FSLIC Names New Team to Manage Troubled S
The federal regulatory agency overseeing American Diversified Savings Bank in Costa Mesa has named a new management team for the troubled operation.
Acting on a management reorganization plan submitted in July, the Federal Savings and Loan Insurance Corp. has installed Thomas J. Haupert, an industry consultant, as president and chief executive of American Diversified, which was seized by federal and state regulators in February.
The new management plan was drafted by Pacific Savings Bank, the Costa Mesa savings institution that FSLIC hired as manager when American Diversified was declared insolvent. FSLIC, acting as conservator of American Diversified, terminated the Pacific Savings management contract on Aug. 15.
“We were there for six months . . . and there was no reason for us to stay there any longer,” said Dottie Potter, vice president and corporate secretary of $1.5-billion Pacific Savings.
“Basically, we went in to keep the place running and to get it going without the people from Pacific Savings,” Potter said. “Besides, FSLIC didn’t need a savings and loan in there.”
American Diversified had long irritated federal regulators with its wide-ranging investments in commercial real estate, apartments, hotels and alternative energy sources. It was essentially a development company, not an S&L.; It had $977 million in assets when it was seized but only a single savings office, located in Lodi.
The S&L;’s structure was layered with subsidiaries and partnerships involved in dozens of real estate syndications. “This is the most complicated company I’ve ever seen,” Haupert said. “They’re in every business in the world.”
Haupert said he and his new management team are trying to generate cash flow through the sale of assets in syndications and in development projects wholly owned by American Diversified.
Building Nearly Complete
Though most of the nationwide projects are apartment buildings, American Diversified owns 65% of a 10-story office building in downtown Santa Ana across from the old Orange County Courthouse.

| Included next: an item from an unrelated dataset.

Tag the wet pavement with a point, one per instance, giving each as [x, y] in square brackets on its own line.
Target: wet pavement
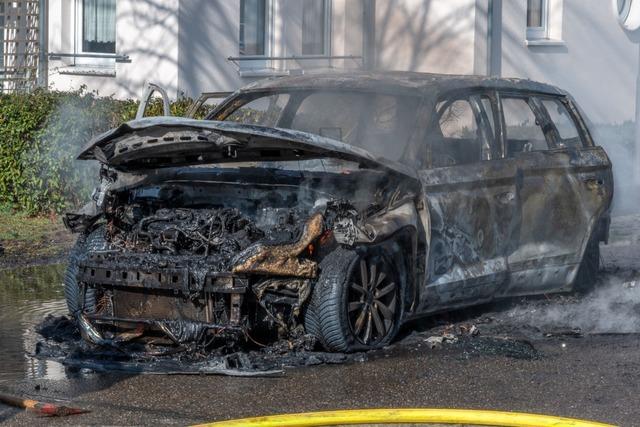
[563, 355]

Construction is nearly complete and the savings bank is starting to lease space there, he said.
“We plan to sell it, though,” Haupert said. “In the long run, we don’t plan to keep anything.”
He said he expects to have an audited financial statement in November for the 1986 fiscal year ended June 30.
Haupert, who once worked at Pacific Savings, was brought in as chief financial officer of American Diversified when regulators took over the institution on Feb. 14 and hired the Pacific Savings management team.
Haupert said he has taken a leave of absence from his consulting work with the Newport Group in Irvine to accept the new post.
Besides promoting Haupert, FSLIC also named Thomas McCormick as executive vice president and chief operating officer and David Spahlinger as chief financial officer. Spahlinger originally was hired last spring, after FSLIC had taken over. McCormick was hired in November by American Diversified’s original owners, Ranbir S. Sahni, the former chairman, and Lester G. Day, the former president.